Morning
by Charles Stuart Calverley
1831 — 1884
My notes
Lens 1: Surface
- The poet speaker is someone who is observing the morning. He may stand at a window, maybe in a kitchen, where he can observe what goes on outside and inside.
- He can see the sleepy school boy and a kitchen worker Polly. The speaker calls to Polly to bring breakfast, so perhap the poet speaker has some authority over the kitchen or boy.
- A frosty day begins in a panic.
- The ploughman is already moving, knocking the ice off his face as he travels.
- The early bird robin sits in a bare tree singing for handouts.
- So it is very early spring when the frost still stings, the trees are still bare, and only the robins are around.
- The farmer and early birds have started the day, but the schoolboy is still dopey/sleepy. His thumb is somehow occupied, in a childish habit?, and cannot be used for counting.
- But once a hot breakfast is served, the boy will wake. So Polly, likely the maid, also up and busy, is instructed to quickly get the kettle on and make breakfast for the boy.
Lens 2: Sound
- Cold weather: Snows, frost, ice, crisp lawn, bare branches
- A sleepy boy whose education is at risk. (Light-hearted.)
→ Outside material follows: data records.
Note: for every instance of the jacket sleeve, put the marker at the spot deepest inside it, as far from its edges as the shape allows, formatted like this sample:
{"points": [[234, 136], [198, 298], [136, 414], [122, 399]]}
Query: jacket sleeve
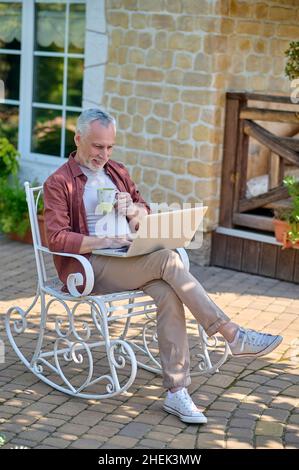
{"points": [[57, 216]]}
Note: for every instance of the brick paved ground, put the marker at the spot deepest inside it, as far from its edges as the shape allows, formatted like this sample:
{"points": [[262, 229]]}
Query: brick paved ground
{"points": [[249, 403]]}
- Polly brings warmth: a busy bee to flower; a warm kettle; warm food in the belly. Polly will rescue the day from panic and cold; rescue the boy from his dullness.
Lens 3: Structure
- The poem is light-hearted. A little whimsical.
- The lines march quickly on like the ploughman across the field.
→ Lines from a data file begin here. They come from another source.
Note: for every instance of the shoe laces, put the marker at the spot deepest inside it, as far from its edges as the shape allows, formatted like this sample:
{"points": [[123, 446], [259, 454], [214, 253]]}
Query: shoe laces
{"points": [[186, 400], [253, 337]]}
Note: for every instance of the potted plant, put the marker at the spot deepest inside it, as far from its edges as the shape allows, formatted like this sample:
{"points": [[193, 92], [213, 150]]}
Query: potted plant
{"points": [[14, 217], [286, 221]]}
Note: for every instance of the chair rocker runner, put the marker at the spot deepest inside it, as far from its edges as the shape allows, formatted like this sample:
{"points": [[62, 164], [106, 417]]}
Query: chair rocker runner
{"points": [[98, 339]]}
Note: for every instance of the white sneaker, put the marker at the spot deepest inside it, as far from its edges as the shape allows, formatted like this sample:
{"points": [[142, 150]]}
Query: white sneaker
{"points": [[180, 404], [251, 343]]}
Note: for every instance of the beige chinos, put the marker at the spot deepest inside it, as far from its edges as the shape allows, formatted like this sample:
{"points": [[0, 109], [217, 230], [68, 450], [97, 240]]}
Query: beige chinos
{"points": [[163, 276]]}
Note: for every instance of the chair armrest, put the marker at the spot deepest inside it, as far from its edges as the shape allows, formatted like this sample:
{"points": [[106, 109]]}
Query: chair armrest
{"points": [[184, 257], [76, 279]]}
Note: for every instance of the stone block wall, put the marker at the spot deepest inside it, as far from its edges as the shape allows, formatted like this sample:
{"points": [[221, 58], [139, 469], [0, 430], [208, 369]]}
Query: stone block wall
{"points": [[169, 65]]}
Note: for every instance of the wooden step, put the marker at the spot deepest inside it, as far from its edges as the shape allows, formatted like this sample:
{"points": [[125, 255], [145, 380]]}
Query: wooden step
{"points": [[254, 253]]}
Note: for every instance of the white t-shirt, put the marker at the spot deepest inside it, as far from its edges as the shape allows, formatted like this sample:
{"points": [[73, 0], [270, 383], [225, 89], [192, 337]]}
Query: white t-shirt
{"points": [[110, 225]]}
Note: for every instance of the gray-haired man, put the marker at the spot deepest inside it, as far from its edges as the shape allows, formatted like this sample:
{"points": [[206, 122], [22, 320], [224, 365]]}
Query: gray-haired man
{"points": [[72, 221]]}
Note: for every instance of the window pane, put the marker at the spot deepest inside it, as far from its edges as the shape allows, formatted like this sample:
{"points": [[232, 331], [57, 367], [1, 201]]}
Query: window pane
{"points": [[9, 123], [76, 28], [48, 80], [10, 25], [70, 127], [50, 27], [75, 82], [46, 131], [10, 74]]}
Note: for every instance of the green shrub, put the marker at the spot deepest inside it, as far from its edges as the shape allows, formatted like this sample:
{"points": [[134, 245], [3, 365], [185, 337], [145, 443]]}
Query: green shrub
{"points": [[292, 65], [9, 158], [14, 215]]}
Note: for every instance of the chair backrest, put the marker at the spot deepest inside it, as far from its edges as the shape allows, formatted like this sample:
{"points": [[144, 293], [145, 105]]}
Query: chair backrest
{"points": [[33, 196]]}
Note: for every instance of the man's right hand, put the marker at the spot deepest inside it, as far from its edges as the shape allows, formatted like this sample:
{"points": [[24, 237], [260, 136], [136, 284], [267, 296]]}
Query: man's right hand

- Does the pace of the poem match the urgency of morning?
- The lines move from the cold dawn, across the field, inside the kitchen, past the sleepy boy, and demand a hot drink.
Lens 4: Suggestion
- Phobus is the god of fear and panic (often of war). It appears that day is chasing night away and night is fleeing in panic through the gates. The day begins like a call to war.
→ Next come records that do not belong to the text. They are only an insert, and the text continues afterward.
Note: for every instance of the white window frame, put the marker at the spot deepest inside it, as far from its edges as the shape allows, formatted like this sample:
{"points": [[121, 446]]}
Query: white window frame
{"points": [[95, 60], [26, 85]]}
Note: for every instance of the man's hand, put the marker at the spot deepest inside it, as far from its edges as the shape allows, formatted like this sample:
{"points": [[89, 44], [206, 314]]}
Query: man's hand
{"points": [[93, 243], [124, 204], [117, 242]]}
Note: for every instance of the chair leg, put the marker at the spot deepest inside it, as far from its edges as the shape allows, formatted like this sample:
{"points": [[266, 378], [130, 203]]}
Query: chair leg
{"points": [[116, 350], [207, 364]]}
- Day also owns white horse compare to grey mares. It seems diminutive. Yet we do glimpse the queen of night through the gates and she is serene.
- The serentity of night departs and the panic of morning begins.
- Is the panic real, or playful exaggeration?
- Is morning truly violent — or just dramatic?
Lens 5: Significance
- Who hasn't wanted to stay snuggled under the blankets on a cold morning? Who hasn't had a slow start to the day or struggled to get the kids out the door on a snowy morning to make the school bus?
- It is a very familiar human experience: cold panicked start of the day and the need of a hot drink to get going.